The calculator estimates the rate that makes the present value of all scheduled payments equal to the net funds available after fees.
How to use this calculator
- Enter the approved personal loan amount before deductions.
- Choose whether the origination fee is percentage-based, fixed, or both.
- Add any extra upfront charges that affect usable loan proceeds.
- Select whether fees are withheld, financed, or paid separately.
- Enter the nominal annual rate and repayment term in months.
- Click Calculate fee impact to show results above the form.
- Use the CSV and PDF buttons to export the current result summary.
Frequently asked questions
What is an origination fee?
An origination fee is a lender charge for processing, underwriting, and funding a loan. It is usually a percentage of the approved amount, but some lenders use flat fees or combine both methods.
Does the fee reduce the money I receive?
Often yes. If the lender withholds the fee, your approved loan stays the same, but your disbursed cash drops. If the fee is financed, you receive more cash upfront but repay a larger balance.
What does financed fee treatment mean?
Financed treatment adds the fee to the amount being repaid. That increases your principal, monthly payment, total interest, and long-term borrowing cost, even though your upfront disbursement stays higher.
Why is effective APR different from stated APR?
Stated APR is based on the financed balance. Effective APR also reflects reduced usable funds after fees. When you receive less cash but repay similar installments, your real borrowing cost becomes higher.
Should I compare loans using net funds available?
Yes. Two loans can show similar rates but deliver different usable cash after fees. Comparing net funds, total repayment, and effective APR gives a more realistic side-by-side borrowing comparison.

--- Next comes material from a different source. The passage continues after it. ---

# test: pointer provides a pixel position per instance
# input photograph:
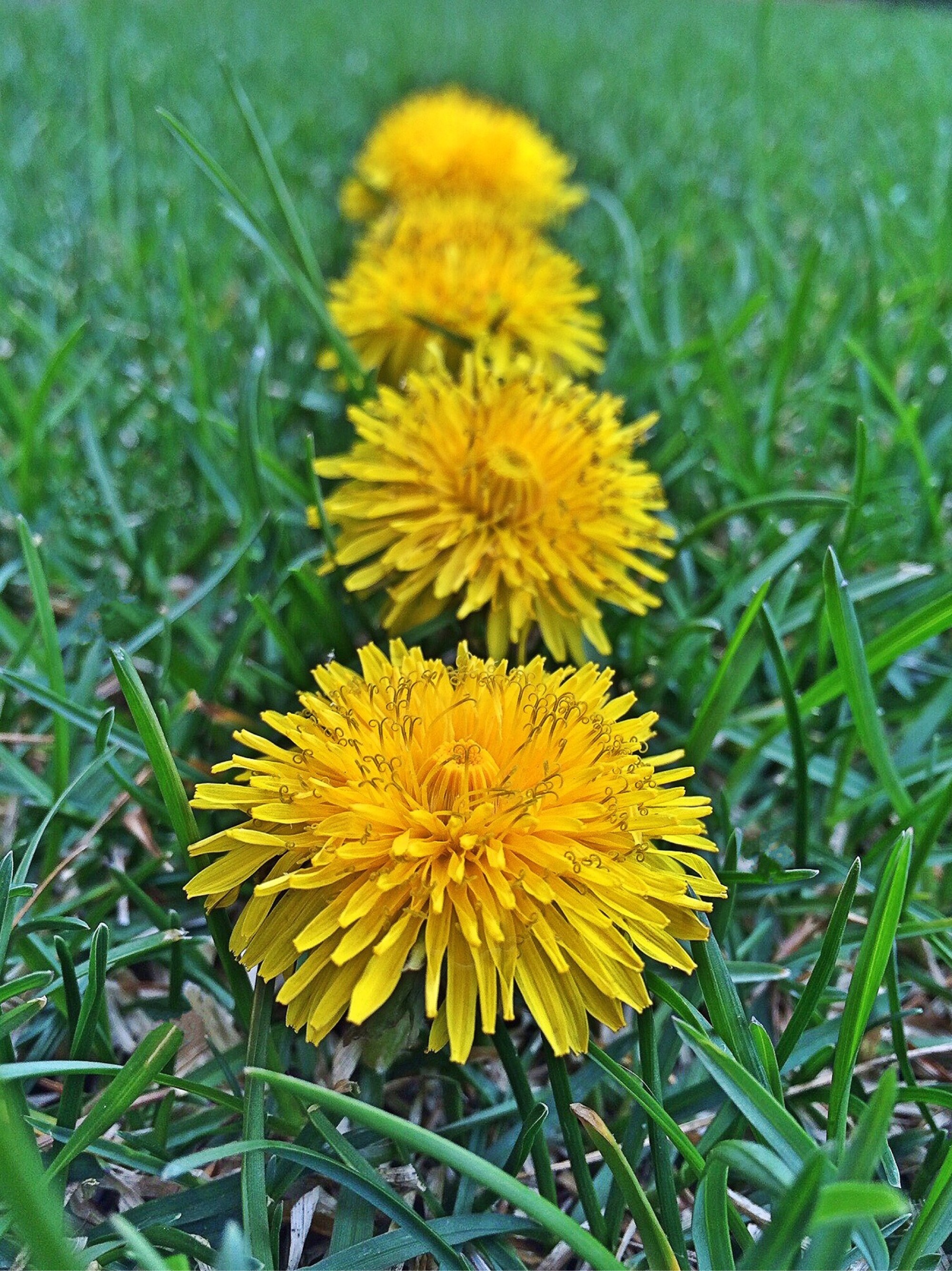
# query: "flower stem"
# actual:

Can this calculator handle fixed and percentage fees?
Yes. You can enter a percentage-based origination charge, a flat fixed charge, plus additional upfront fees. The tool combines them to show deductions, financed balances, and payment effects clearly.
Does this calculator replace lender disclosures?
No. It is an estimating tool for planning and comparison. Always confirm details using the lender’s agreement, repayment schedule, and official disclosure statement before accepting any loan offer.
What inputs matter most when comparing offers?
Focus on gross loan amount, fee size, fee treatment, APR, and term length. Together these inputs determine net cash received, monthly payment, total repayment, and your overall borrowing efficiency.